Deutsche Bahn Streit um Entschädigungen für Hitze-Opfer
Politiker setzen die Bahn unter Druck: Reisende, die in überhitzten ICEs festsaßen, sollen großzügiger entschädigt werden. Der Bundestag untersucht die Pannenserie.
© Peter Steffen dpa/lni

Auf Flügen verboten, bei Bahnreisen angebracht: ausreichend Getränke im Handgepäck
Der Druck auf die Bahn, ihre Kunden für die Hitzepannen besser zu entschädigen, nimmt zu. "Wir erwarten, dass die Bahn über ihren Schatten springt", sagt Gerd Billen, Chef des Bundesverbandes der Verbraucherzentralen (VZBV). Für die Entschädigung der Reisenden, die unter dem Ausfall der Klimaanlagen zu leiden hatten, müsse die Bahn "einige hundert Euro Schmerzensgeld pro Person" zahlen.

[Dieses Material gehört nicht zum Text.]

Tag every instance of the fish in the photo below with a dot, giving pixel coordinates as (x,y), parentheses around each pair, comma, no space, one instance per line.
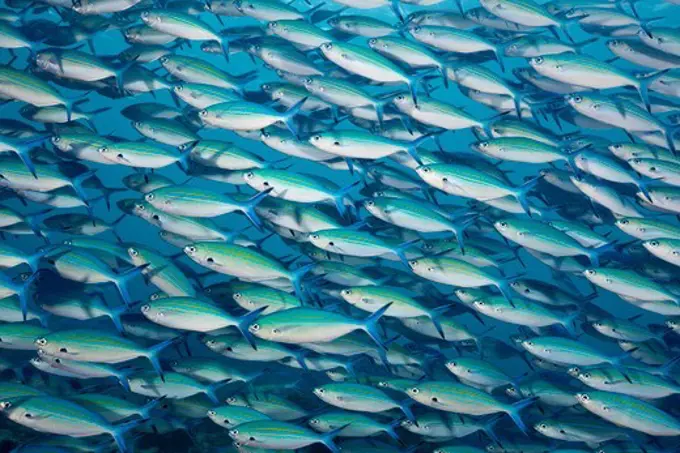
(358,226)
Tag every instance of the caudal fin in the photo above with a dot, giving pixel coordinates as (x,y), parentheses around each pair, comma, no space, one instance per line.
(514,412)
(370,325)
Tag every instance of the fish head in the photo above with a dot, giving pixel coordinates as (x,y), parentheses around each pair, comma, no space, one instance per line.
(378,44)
(619,45)
(150,18)
(537,62)
(257,180)
(587,377)
(585,400)
(18,412)
(326,141)
(266,330)
(372,207)
(661,247)
(319,424)
(154,312)
(404,102)
(61,349)
(330,49)
(424,396)
(47,61)
(428,174)
(547,428)
(352,295)
(208,115)
(597,277)
(322,241)
(137,255)
(201,253)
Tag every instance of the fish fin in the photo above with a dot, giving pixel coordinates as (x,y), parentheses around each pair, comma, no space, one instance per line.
(122,280)
(339,197)
(643,86)
(118,433)
(154,351)
(245,321)
(370,324)
(248,208)
(514,412)
(289,117)
(211,390)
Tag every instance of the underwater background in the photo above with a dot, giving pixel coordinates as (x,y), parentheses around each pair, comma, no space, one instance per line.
(537,282)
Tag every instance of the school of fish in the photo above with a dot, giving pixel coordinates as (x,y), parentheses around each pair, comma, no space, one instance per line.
(355,226)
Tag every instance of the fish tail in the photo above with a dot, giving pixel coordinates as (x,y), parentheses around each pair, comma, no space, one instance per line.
(414,80)
(249,207)
(370,325)
(594,254)
(78,181)
(24,294)
(437,313)
(115,315)
(391,428)
(405,407)
(499,58)
(121,377)
(339,197)
(154,351)
(122,280)
(667,367)
(245,321)
(23,151)
(669,132)
(289,116)
(328,438)
(145,411)
(643,86)
(224,44)
(401,249)
(522,192)
(488,428)
(296,278)
(415,144)
(118,432)
(211,390)
(514,412)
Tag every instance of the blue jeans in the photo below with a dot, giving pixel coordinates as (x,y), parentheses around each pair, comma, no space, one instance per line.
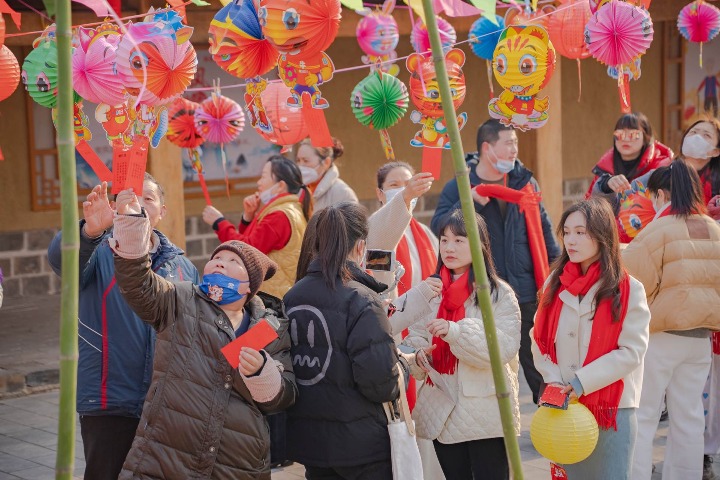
(612,457)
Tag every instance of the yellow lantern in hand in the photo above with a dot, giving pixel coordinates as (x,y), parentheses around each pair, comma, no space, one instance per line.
(564,436)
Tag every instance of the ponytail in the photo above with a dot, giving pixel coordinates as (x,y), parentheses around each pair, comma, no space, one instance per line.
(342,225)
(683,184)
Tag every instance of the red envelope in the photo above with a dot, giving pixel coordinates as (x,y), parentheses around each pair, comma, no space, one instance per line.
(257,337)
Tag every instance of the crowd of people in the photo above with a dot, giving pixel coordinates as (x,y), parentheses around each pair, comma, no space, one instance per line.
(622,324)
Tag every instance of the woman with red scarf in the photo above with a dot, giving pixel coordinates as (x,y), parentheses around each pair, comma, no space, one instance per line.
(591,334)
(456,407)
(677,258)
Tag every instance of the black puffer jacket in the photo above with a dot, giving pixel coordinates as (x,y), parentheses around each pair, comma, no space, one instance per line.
(344,360)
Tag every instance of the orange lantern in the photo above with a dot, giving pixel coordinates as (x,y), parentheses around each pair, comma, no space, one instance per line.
(9,72)
(566,28)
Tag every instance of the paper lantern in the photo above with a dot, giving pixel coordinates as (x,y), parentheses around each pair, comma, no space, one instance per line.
(636,210)
(9,72)
(564,436)
(181,124)
(237,44)
(378,35)
(484,35)
(94,68)
(699,22)
(524,61)
(420,40)
(379,102)
(156,61)
(618,32)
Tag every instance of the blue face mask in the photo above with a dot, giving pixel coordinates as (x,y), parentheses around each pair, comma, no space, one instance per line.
(222,289)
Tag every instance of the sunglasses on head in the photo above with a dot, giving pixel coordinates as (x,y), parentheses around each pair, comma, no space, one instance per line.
(624,135)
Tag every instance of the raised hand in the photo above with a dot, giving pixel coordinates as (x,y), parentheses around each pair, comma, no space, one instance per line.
(97,211)
(127,203)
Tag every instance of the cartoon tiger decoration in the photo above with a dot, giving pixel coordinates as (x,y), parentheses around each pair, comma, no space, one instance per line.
(425,94)
(523,63)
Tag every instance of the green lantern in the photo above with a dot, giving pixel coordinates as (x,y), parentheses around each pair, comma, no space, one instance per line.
(379,102)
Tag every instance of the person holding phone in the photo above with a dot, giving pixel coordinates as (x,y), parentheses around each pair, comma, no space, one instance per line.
(677,257)
(591,334)
(203,418)
(456,407)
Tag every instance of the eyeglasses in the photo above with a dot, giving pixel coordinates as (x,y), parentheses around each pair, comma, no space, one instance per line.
(625,135)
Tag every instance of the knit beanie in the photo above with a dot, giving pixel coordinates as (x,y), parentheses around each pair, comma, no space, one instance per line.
(257,264)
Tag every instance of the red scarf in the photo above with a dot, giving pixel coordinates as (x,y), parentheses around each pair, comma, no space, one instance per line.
(428,259)
(604,337)
(528,201)
(452,308)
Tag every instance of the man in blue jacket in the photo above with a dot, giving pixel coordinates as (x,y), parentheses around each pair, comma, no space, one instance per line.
(116,347)
(496,163)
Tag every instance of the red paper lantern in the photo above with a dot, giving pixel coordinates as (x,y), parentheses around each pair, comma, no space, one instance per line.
(9,73)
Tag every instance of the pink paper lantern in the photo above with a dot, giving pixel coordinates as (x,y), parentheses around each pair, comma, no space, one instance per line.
(618,32)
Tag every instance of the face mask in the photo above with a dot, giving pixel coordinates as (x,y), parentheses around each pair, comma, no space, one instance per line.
(695,146)
(309,175)
(266,196)
(222,289)
(502,166)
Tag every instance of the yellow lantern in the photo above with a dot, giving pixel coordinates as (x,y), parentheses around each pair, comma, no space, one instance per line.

Die Entschädigung müsse spürbar sein. Als Richtschnur nennt Billen einen Betrag von 300 Euro pro Person. Bisher zahlt die Bahn maximal 150 Prozent des Fahrpreises – in Reisegutscheinen. Nach Abzug des Fahrpreises sind das zwischen 50 und 100 Euro. "Das reicht nicht“, sagt Billen.
In den vergangenen Tagen sind in zahlreichen ICEs die Klimaanlagen ausgefallen , weil sie mit Außentemperaturen von über 32 Grad überfordert waren. Betroffen waren im Wesentlichen Züge der älteren ICE-2-Flotte. Viele Fahrgäste kollabierten wegen der saunaähnlichen Temperaturen in den Zügen und mussten ärztlich versorgt werden.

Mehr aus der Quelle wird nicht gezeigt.